Effects of 0.1 μg/0.5 μl per side of atomoxetine in ACC (a), dPL (b), vmPFC (c), and OFC (d) on SSRT. The selective norepinephrine reuptake inhibitor atomoxetine (Ato) in dPL and OFC improved response inhibition decreasing SSRT, without significant effects on go-related measures (data not shown). The same drug infused into the ACC or vmPFC did not have any effect on SSRT and other stop-signal task variables. Veh, Vehicle. *p < 0.05 and **p < 0.01.

Figure 7.

Effect of muscimol (a; Musc) and atomoxetine (b; Ato) infusions into the ACC, dPL, vmPFC, and OFC. Muscimol (0.5 μg/0.5 μl per side) significantly impaired stop accuracy in ACC and dPL. In this latter region, stop accuracy was decreased across SSDs, whereas in the former, decomposition of the interaction revealed a significant effect only at −300 ms. Effects in OFC and vmPFC are likely to be caused by the effect of the drug on go accuracy (Fig. 5). Atomoxetine (0.1 μg/0.5 μl per side) did not affect significantly stop accuracy in any PFC subregion at the dose tested, suggesting that its effects are selective to the SSRT. Veh, Vehicle. *p < 0.05, simple main effect analysis; ^#p < 0.01, main effect only.

Figure 8.

Effects of guanfacine (a; Guanf) and α-flupenthixol (b; Flu) microinfusions into the dPL on SSRT, mRT, and go accuracy. The α2A-adrenergic agonist guanfacine (0.005 μg/0.5 μl per side) selectively prolonged SSRT, whereas the mixed D₁/D₂ antagonist α-flupenthixol (15 μg/0.5 μl per side) prolonged go reaction time, without any effect on stopping.

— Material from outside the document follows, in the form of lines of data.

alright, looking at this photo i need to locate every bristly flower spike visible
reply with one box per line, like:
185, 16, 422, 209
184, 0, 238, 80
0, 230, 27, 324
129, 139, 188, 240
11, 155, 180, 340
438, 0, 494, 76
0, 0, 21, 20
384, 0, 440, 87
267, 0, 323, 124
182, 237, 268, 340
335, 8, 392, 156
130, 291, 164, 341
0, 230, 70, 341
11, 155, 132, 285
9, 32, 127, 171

Veh, Vehicle. *p < 0.05 and **p < 0.01.

Figure 9.

Effects of guanfacine (left; Guanf) and α-flupenthixol (right; Flu) on stop accuracy. Guanfacine infusion (0.005 μg/0.5 μl per side) significantly impaired stop accuracy, whereas α-flupenthixol (15 μg/0.5 μl per side) did not have any significant effect on this measure. Veh, Vehicle. ^#p < 0.05, main effect only.